Posix sh is kind of a mess, but more than any other language, it’s hard to do anything about it without losing the advantages and pragmatism of the system in the first place. I wonder if there’s a happy medium where a full language, with all the advantages of full languages, could be used as a shell without being inconvenient.

I seem to remember some such system being available for python, although it escapes me now, and there are projects like janet shell which aim to mix the two. But janet shell still keeps the shell syntax alongside janet’s syntax. I guess it’s just inconvenient having to type parentheses all the time.

One thing that i would like in shell is for > to work when taking input and output from the same file. That is, “cat file.txt > file.txt” shouldn’t result in an empty file because the file was initialized as empty before it started reading from it. Just a little gripe.

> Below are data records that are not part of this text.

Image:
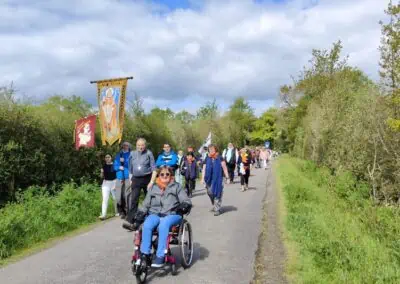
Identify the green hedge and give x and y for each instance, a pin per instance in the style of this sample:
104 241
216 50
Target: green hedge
38 216
336 234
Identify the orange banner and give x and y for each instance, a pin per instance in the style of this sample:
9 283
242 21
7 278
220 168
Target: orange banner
85 129
111 98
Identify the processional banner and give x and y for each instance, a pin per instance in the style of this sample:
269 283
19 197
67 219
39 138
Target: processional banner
85 129
111 99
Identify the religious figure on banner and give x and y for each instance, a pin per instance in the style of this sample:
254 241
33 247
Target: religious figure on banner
85 129
85 136
110 108
111 99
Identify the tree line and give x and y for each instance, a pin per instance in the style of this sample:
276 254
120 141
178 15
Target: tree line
37 146
336 116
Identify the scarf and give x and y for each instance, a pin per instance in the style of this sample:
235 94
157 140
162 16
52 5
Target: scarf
213 176
190 172
229 154
161 184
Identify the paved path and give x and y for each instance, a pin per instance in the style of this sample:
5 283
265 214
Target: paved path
224 247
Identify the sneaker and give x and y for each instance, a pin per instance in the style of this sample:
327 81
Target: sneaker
128 226
158 262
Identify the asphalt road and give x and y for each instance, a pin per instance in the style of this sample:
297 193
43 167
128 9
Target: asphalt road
225 247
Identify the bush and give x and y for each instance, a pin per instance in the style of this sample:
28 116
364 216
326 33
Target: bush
339 234
39 216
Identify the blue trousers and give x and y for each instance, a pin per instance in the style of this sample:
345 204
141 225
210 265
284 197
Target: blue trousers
164 224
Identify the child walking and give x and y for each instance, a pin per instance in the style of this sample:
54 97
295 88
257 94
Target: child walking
244 166
190 172
214 169
108 187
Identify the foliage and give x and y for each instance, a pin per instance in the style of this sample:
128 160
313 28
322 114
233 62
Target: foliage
335 233
37 147
334 115
38 216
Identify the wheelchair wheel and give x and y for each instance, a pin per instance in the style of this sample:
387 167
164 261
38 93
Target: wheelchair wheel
174 271
186 244
142 271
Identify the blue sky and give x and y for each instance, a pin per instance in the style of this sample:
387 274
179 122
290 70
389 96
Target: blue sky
181 53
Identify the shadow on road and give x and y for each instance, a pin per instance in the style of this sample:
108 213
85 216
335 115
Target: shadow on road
229 208
198 194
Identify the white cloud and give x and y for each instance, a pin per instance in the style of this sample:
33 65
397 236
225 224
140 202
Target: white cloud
181 57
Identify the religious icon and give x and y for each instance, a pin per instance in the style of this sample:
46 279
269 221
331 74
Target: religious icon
85 132
109 106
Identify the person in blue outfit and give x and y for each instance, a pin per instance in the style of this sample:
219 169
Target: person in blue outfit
214 169
163 207
167 158
121 166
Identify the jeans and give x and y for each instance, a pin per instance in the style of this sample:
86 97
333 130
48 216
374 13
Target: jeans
164 224
120 190
244 178
178 177
107 187
216 202
190 185
138 184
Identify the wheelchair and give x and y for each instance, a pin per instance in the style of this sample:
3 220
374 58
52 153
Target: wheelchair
180 235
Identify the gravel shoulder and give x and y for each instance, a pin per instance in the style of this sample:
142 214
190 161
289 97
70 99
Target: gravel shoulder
225 246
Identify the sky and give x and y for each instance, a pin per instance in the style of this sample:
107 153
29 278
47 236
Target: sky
180 53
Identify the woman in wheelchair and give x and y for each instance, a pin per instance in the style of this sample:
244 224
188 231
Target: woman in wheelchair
164 205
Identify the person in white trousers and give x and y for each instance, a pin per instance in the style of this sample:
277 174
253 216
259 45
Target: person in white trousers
108 187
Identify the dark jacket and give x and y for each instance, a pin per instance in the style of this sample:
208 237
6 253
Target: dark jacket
167 160
141 164
122 174
159 202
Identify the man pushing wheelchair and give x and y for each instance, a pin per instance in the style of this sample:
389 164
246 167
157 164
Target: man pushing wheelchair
163 208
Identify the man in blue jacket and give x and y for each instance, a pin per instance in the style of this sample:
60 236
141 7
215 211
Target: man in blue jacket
121 166
167 158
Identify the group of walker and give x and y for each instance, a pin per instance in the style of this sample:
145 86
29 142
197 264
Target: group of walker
166 200
135 170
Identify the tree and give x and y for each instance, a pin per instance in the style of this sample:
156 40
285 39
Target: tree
185 117
390 49
209 111
264 128
73 104
390 62
240 121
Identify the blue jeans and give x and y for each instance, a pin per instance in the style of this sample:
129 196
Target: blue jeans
164 224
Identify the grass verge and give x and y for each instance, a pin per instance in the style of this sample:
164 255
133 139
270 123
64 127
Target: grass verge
334 233
39 219
259 263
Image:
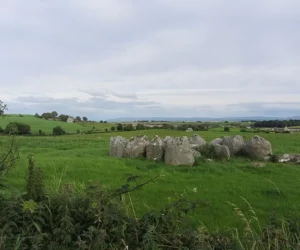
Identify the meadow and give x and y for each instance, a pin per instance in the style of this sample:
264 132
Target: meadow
83 160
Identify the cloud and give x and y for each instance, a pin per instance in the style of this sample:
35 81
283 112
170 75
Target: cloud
160 57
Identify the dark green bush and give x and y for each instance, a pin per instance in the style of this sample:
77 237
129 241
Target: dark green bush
17 128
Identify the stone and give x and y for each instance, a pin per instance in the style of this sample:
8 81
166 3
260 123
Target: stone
258 164
196 154
259 148
155 149
136 147
117 146
234 143
221 151
197 142
216 141
178 151
292 158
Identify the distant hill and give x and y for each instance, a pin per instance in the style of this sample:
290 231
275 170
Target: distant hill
194 119
47 125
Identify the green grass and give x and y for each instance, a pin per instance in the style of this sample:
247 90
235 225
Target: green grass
84 159
47 125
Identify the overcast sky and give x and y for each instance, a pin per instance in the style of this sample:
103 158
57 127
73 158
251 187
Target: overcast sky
123 58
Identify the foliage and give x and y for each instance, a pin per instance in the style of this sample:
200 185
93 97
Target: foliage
194 127
17 128
58 130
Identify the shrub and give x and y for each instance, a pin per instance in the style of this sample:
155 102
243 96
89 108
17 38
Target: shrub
58 130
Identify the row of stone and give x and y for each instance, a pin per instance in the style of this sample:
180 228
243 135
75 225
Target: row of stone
184 151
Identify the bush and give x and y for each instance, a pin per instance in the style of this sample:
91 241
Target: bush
58 130
17 128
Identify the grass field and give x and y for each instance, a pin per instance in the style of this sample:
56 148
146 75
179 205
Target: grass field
47 125
83 159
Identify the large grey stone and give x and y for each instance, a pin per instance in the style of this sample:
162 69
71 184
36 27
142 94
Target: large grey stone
221 151
197 142
155 149
196 154
117 146
178 151
216 141
136 147
234 143
258 148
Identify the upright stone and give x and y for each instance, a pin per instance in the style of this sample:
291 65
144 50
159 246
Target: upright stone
234 143
258 148
117 146
216 141
221 151
197 142
178 151
155 149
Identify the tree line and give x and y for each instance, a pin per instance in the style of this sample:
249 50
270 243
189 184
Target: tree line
62 117
276 124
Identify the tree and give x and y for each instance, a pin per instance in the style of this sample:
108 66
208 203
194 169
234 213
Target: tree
63 118
17 128
78 119
58 130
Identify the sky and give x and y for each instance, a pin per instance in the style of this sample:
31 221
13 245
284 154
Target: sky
161 58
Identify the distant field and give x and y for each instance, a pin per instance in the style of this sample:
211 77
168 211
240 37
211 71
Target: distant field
83 159
47 125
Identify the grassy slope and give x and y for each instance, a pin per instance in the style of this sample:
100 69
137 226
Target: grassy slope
47 126
274 188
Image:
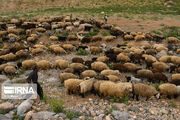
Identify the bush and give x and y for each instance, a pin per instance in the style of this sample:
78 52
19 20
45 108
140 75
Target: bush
56 105
82 52
72 114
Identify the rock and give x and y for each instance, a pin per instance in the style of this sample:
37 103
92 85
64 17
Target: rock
3 117
24 107
6 107
119 105
29 115
120 115
62 115
108 117
43 115
134 109
3 78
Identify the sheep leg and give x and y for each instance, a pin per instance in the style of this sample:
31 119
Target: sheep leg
137 97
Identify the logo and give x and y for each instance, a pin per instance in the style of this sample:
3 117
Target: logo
19 91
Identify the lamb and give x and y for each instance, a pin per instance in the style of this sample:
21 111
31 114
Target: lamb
53 38
95 50
103 59
110 72
131 67
68 47
133 79
77 60
119 66
65 76
27 64
113 78
8 57
172 40
89 73
86 86
10 69
139 37
175 79
62 64
99 66
143 90
109 38
145 74
160 66
43 64
78 67
72 85
123 58
168 89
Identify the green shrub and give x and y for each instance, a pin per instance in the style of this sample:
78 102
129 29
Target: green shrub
56 105
82 52
72 114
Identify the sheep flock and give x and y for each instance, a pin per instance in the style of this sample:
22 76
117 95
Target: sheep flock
125 63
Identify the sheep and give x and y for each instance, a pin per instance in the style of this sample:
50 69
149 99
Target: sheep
172 40
53 38
68 47
96 38
8 57
86 86
175 79
68 70
145 74
158 77
119 66
95 50
109 72
27 64
72 38
10 69
109 38
65 76
175 60
143 90
165 59
168 89
89 73
72 85
139 37
62 64
123 58
36 51
78 67
99 66
21 54
150 51
103 59
113 78
131 67
43 64
133 79
58 50
40 29
160 66
77 60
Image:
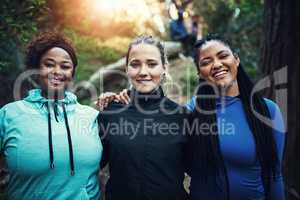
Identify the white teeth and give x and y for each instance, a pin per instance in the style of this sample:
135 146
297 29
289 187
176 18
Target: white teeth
216 75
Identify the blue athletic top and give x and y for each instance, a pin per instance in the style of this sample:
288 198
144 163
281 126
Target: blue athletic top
24 140
238 150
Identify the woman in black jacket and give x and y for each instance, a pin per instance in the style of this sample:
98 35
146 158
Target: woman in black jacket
144 141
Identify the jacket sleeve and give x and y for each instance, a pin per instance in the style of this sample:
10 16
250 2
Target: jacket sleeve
104 141
191 104
277 186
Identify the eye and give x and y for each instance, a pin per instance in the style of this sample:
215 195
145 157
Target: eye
49 65
223 55
152 64
205 62
66 67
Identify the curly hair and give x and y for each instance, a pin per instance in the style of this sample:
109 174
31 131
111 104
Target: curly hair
148 39
42 43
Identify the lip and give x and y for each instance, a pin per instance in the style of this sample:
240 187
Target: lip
144 81
220 74
56 80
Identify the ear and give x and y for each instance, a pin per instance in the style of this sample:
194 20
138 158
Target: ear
237 59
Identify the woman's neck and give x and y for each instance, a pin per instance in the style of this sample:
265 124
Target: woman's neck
231 91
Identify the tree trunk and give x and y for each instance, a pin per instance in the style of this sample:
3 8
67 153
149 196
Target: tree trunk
281 49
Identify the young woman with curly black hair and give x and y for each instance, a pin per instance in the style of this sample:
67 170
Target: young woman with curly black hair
50 142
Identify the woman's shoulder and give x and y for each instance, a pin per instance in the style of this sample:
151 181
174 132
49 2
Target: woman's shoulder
86 110
273 108
16 108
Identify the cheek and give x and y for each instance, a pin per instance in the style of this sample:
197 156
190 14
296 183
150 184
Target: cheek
132 73
204 73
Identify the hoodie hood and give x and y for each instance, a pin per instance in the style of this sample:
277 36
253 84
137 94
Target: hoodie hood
35 95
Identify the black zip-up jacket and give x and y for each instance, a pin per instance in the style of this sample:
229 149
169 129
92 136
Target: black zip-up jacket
144 144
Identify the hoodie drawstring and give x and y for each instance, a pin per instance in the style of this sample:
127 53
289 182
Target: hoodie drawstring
69 139
50 138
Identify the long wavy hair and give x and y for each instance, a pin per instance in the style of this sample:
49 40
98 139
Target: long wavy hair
205 150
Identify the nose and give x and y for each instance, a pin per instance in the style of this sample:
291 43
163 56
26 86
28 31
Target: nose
144 70
57 70
217 64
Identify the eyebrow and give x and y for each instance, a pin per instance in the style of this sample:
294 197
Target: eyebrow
52 60
222 51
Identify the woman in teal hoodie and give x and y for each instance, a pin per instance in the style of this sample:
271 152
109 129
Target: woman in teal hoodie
50 142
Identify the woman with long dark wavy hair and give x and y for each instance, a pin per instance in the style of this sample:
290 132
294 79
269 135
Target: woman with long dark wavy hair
234 154
236 141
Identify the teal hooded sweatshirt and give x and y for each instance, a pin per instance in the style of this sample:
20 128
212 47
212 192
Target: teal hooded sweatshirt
52 148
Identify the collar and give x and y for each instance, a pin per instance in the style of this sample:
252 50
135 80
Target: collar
152 97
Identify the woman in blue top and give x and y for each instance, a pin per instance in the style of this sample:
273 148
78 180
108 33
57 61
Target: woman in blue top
237 140
50 142
237 148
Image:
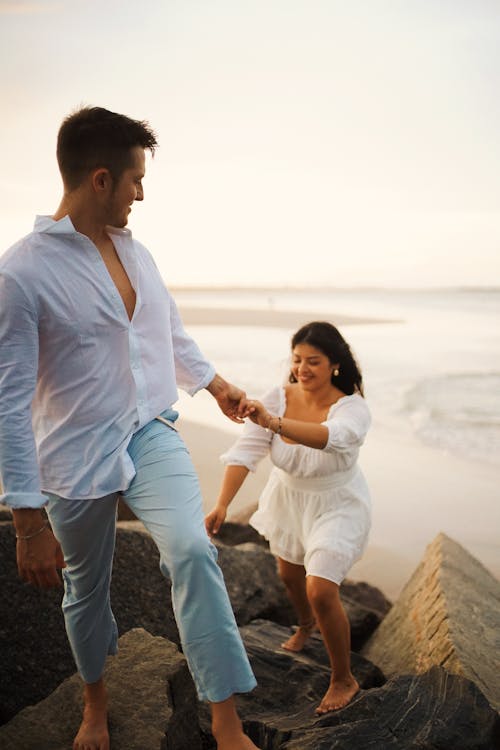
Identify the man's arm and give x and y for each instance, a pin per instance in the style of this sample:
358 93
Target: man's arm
38 553
231 399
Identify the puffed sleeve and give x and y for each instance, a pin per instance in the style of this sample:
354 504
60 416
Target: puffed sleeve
348 424
254 442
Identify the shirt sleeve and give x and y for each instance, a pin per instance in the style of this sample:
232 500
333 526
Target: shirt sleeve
348 425
192 371
254 442
18 372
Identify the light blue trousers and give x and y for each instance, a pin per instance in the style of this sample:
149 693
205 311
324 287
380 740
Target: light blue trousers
165 496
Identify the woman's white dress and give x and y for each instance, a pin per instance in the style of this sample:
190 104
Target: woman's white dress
315 509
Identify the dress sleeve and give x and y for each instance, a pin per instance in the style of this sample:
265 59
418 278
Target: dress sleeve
254 442
18 372
348 425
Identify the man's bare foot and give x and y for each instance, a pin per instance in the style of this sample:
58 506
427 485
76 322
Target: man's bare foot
298 640
227 728
338 695
93 733
237 743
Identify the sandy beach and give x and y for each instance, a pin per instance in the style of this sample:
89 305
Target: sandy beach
289 319
417 490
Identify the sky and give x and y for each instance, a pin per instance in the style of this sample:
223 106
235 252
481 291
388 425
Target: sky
315 142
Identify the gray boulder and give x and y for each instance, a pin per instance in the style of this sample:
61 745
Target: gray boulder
447 615
142 680
432 711
140 598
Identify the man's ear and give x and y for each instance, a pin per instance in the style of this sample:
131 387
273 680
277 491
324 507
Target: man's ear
101 180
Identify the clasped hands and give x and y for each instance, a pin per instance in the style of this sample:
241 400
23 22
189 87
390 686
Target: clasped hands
234 403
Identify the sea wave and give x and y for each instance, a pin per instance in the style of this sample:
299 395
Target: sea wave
458 412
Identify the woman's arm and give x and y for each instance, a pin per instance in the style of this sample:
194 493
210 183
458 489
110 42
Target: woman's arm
233 478
311 434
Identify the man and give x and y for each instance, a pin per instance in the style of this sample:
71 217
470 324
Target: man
92 349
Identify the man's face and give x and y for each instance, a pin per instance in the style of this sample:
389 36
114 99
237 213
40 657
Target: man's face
127 189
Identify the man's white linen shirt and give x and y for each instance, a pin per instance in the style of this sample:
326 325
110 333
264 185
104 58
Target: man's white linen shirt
77 377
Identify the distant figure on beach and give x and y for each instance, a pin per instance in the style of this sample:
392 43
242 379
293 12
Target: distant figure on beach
315 509
92 351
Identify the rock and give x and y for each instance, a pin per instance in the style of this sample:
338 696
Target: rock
152 703
232 533
424 712
448 615
34 652
431 711
290 685
140 598
365 605
5 514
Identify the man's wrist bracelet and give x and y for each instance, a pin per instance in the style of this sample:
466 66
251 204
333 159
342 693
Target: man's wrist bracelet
35 533
277 431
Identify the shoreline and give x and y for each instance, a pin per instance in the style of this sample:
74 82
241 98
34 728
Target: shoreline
428 492
236 316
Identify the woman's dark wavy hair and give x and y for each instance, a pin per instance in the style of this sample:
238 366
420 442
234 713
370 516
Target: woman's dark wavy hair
325 337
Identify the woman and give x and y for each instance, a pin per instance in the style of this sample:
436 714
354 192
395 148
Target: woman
315 508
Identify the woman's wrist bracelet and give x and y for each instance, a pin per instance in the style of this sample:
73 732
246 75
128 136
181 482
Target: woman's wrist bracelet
35 533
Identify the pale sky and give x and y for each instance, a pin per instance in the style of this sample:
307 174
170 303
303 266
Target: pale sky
339 142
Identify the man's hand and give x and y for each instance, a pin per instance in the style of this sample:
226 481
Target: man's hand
40 557
215 519
232 400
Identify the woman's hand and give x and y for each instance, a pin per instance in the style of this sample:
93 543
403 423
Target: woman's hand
258 413
215 519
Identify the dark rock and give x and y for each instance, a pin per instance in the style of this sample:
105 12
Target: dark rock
34 652
232 533
5 514
140 598
290 686
448 614
366 595
152 703
432 711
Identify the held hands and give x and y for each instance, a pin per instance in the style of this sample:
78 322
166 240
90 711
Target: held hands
231 399
258 413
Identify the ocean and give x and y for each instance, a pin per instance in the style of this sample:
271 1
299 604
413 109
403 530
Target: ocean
432 370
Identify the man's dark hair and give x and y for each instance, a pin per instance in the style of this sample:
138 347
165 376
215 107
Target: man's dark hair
94 137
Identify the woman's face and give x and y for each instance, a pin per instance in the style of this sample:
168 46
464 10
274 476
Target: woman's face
311 368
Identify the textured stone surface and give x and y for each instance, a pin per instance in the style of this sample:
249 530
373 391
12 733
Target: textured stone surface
140 598
449 615
152 703
433 711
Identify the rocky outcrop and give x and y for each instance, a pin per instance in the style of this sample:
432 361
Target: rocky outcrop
153 705
447 615
142 681
140 598
429 711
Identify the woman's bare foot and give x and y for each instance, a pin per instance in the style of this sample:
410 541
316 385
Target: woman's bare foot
298 640
338 695
93 733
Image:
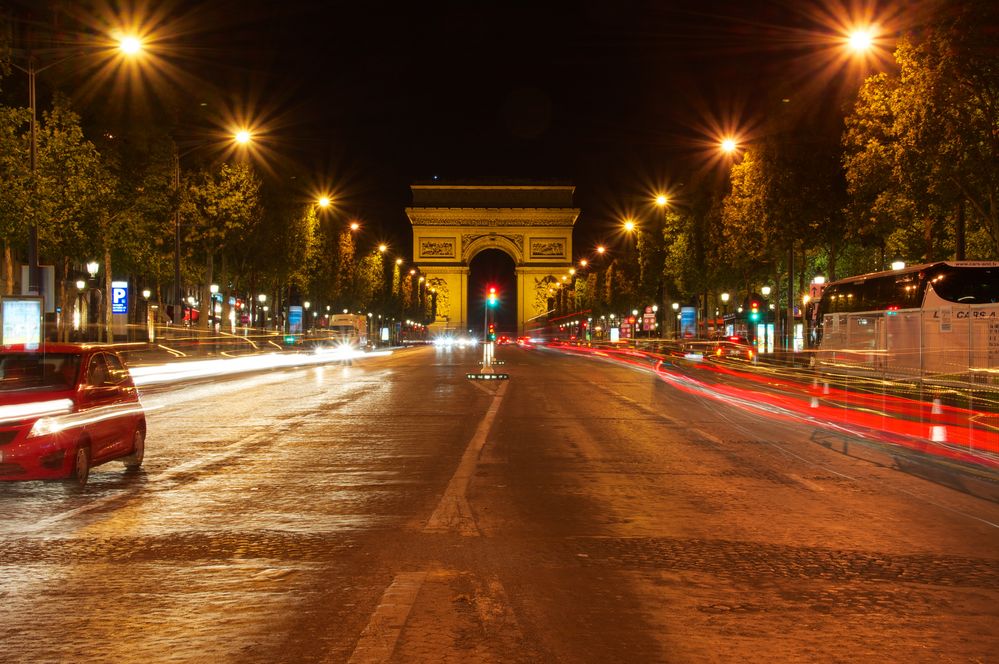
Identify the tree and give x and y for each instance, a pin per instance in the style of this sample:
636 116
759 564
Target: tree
371 281
15 192
747 244
221 206
345 270
921 143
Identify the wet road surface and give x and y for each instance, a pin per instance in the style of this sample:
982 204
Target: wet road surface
394 511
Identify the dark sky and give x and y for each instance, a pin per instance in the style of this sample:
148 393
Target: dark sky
621 98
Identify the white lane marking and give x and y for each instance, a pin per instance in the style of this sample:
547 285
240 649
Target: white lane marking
453 513
379 637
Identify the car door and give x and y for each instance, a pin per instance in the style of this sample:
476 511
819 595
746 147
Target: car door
123 423
97 405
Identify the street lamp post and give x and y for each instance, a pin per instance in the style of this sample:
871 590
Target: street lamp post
129 46
146 294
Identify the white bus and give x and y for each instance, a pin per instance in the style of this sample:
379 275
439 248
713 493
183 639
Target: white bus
938 319
349 330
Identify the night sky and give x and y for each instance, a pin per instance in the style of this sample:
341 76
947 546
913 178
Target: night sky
622 99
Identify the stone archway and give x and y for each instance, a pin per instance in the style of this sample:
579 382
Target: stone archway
453 223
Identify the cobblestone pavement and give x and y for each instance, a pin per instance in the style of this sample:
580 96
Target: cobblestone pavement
393 511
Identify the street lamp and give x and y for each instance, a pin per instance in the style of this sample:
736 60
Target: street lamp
213 290
128 45
861 40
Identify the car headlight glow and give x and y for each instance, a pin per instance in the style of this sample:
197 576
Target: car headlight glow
46 426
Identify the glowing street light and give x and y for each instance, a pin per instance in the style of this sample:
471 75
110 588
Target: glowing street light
130 45
861 40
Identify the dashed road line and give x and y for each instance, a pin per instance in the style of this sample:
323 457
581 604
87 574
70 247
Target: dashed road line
379 637
453 513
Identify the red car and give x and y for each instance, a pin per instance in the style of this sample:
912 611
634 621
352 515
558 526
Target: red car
65 408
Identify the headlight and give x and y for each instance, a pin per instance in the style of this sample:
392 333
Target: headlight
45 426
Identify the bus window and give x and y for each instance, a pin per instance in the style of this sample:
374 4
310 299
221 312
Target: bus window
968 285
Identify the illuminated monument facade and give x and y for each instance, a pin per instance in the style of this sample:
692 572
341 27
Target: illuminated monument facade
453 223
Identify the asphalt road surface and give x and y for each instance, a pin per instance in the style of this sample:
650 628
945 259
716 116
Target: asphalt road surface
395 511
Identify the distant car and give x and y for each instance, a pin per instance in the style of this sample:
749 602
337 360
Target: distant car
65 408
734 347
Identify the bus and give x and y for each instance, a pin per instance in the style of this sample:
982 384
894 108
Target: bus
932 320
349 330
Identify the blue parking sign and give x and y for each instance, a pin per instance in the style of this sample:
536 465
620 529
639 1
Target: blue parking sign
119 297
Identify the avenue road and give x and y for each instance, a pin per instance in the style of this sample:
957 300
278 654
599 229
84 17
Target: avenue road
583 511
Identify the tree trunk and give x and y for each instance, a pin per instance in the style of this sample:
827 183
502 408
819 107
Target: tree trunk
8 270
959 231
108 318
66 315
205 292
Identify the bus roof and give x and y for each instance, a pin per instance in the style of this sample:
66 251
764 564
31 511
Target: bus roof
913 268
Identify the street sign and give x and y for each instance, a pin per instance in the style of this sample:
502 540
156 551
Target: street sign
295 319
22 321
119 297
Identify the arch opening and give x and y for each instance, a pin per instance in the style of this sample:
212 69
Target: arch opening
493 268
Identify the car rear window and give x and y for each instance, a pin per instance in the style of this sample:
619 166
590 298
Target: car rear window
25 371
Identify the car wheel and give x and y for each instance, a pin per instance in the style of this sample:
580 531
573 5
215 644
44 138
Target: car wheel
81 466
134 460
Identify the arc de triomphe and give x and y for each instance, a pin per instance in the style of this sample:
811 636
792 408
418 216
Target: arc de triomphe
453 223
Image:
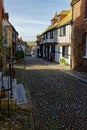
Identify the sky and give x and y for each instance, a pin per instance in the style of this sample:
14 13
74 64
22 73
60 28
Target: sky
32 17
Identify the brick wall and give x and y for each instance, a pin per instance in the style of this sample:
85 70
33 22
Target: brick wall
78 36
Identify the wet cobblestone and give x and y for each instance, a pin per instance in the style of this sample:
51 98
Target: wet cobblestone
59 100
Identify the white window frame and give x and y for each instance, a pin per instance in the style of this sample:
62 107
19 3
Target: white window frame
85 47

The shell pipe seems to me to be essentially a map and filter function, that applies a function to a bunch of list elements, or lines. This is clever and efficient. It’s a cool idea. It probably works best if there’s one data type (string) and one data structure (one-dimensional array, more or less). It could work well on the assumption that there’s a global instance of that data type that everything applies to, like forth does.

I’m not fully convinced by the push for structured data in command lines, because different types of data require different structures. Overall it’s much easier to let programs output data to an informal standard (eg. one line per record holding whatever) and let functions act in arbitrary ways on that unstructured data as necessary. Enforced structure breeds chaos. By starting with chaos, convention forms.